A functional analysis on isolated rat islets of Langerhans: effects of dimethylsulfoxide and low-temperature preservation.

Cryopreservation of pancreatic islets of Langerhans offers the possibility of storage of sufficient quantities of this tissue for transplantation in the treatment of certain forms of diabetes, as well as providing a means of precise histocompatibility matching. In these studies, the effects of dimethylsulfoxide and various cooling rates on islet function are examined. These studies demonstrate that islets treated with 1.4 M dimethylsulfoxide and slowly cooled at a rate of 0.3 degrees C/min release insulin biphasically upon glucose challenge. In addition, this stimulated release is significantly improved (P less than 0.05) by increasing the duration of post-thaw culture. After thawing, these cryopreserved islets also retain the capacity to synthesize insulin.
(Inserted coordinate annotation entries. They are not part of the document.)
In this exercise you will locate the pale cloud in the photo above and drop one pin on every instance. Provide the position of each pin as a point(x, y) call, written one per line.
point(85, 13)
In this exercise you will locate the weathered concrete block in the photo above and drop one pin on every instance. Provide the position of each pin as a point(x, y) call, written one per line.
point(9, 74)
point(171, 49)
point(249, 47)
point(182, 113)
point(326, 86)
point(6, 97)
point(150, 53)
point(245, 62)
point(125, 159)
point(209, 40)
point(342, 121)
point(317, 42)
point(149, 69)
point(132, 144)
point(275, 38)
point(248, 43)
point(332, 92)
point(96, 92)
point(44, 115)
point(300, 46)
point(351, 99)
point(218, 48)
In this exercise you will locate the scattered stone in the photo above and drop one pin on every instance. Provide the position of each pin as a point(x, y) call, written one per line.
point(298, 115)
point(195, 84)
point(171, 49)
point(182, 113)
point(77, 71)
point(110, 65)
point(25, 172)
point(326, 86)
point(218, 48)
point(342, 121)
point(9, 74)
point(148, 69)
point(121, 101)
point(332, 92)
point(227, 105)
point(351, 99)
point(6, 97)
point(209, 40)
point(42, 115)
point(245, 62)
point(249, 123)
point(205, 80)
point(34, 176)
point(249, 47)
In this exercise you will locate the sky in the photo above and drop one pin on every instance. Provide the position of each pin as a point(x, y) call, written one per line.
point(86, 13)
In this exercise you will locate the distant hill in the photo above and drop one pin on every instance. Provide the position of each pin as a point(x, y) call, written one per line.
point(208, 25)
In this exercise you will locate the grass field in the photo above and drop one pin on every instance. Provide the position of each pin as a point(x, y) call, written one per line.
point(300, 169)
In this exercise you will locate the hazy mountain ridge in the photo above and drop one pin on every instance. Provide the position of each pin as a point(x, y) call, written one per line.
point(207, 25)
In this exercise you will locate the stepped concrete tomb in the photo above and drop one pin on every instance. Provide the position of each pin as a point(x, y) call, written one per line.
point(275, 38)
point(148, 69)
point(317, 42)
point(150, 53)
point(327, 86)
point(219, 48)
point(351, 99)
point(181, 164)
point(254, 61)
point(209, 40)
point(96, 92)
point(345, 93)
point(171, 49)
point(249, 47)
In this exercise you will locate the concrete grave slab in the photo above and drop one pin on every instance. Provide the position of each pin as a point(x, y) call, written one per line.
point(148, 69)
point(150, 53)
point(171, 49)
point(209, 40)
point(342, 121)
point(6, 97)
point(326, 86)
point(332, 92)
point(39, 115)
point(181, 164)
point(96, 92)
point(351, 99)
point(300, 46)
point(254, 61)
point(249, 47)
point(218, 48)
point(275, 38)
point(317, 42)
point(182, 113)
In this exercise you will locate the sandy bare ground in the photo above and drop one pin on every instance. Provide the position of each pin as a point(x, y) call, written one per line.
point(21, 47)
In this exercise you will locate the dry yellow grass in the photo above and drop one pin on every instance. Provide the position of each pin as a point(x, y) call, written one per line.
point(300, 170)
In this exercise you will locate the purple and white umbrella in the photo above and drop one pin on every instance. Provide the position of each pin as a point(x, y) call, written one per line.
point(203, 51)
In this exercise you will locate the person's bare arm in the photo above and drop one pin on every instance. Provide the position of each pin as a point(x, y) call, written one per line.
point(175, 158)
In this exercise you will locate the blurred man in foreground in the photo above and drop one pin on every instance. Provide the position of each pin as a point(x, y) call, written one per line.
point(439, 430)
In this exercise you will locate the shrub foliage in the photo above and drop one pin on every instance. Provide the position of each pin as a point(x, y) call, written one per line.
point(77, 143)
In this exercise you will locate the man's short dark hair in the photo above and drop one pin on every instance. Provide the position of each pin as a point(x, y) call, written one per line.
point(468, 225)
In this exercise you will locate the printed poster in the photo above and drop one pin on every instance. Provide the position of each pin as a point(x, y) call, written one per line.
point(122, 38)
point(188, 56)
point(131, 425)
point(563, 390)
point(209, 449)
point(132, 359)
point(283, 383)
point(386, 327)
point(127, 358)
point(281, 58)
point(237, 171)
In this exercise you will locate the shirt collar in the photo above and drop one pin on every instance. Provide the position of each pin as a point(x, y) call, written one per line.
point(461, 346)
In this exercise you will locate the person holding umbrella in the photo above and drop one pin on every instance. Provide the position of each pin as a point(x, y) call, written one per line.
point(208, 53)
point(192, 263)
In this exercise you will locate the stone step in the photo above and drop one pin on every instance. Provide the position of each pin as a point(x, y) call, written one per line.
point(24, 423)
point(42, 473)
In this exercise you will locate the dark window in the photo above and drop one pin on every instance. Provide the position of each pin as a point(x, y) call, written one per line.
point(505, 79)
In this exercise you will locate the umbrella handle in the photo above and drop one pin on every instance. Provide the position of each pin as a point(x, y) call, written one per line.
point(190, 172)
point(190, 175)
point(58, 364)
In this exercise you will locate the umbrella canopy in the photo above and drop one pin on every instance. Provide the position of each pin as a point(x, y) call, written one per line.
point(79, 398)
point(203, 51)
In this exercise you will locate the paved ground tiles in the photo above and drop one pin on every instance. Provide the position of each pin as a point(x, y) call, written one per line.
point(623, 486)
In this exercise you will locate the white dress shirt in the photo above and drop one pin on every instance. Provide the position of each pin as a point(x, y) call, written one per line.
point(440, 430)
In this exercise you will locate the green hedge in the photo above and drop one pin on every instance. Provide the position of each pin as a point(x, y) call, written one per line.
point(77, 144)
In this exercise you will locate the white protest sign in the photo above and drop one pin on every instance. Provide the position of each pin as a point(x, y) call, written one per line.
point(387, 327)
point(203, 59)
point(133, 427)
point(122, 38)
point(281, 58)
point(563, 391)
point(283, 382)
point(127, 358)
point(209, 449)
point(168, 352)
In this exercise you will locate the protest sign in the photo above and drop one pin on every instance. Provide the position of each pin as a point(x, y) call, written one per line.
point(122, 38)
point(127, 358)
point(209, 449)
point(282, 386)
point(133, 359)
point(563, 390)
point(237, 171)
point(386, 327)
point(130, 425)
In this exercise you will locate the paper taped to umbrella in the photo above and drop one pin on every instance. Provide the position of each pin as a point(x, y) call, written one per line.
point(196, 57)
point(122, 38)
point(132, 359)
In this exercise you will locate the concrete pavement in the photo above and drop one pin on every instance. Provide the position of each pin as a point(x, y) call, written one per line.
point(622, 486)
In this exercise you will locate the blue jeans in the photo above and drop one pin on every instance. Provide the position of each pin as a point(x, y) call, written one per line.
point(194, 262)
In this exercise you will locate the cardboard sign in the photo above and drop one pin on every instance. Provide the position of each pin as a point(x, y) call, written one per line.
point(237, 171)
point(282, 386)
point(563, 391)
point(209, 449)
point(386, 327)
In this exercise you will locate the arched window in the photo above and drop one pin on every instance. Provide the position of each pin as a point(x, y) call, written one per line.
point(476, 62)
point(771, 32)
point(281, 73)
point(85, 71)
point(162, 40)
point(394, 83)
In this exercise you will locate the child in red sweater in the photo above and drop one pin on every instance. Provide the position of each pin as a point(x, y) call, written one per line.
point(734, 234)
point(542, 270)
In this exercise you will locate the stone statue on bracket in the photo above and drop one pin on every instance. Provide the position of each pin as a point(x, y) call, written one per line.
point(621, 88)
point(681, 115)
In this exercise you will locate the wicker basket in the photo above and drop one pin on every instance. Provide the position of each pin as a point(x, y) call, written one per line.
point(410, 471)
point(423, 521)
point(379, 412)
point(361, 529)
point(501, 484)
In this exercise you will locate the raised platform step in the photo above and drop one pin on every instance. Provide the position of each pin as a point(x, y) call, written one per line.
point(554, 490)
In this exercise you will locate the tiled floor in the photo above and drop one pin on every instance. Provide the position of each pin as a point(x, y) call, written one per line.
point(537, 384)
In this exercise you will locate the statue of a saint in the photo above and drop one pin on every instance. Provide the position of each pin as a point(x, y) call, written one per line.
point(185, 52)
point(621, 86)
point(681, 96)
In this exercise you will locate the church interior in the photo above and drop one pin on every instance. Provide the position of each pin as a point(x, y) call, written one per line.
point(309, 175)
Islets frozen at faster cooling rates (3, 14, and 48 degrees C/min) exhibit varying degrees of glucose-induced insulin release, indicative of freeze-induced damage. These manifestations of freeze-induced damage include high basal (nonstimulatory) insulin release rates, little or no increase in the stimulated rate versus the nonstimulated rate, and failure of the stimulated release to return to basal levels when the glucose concentration is reduced.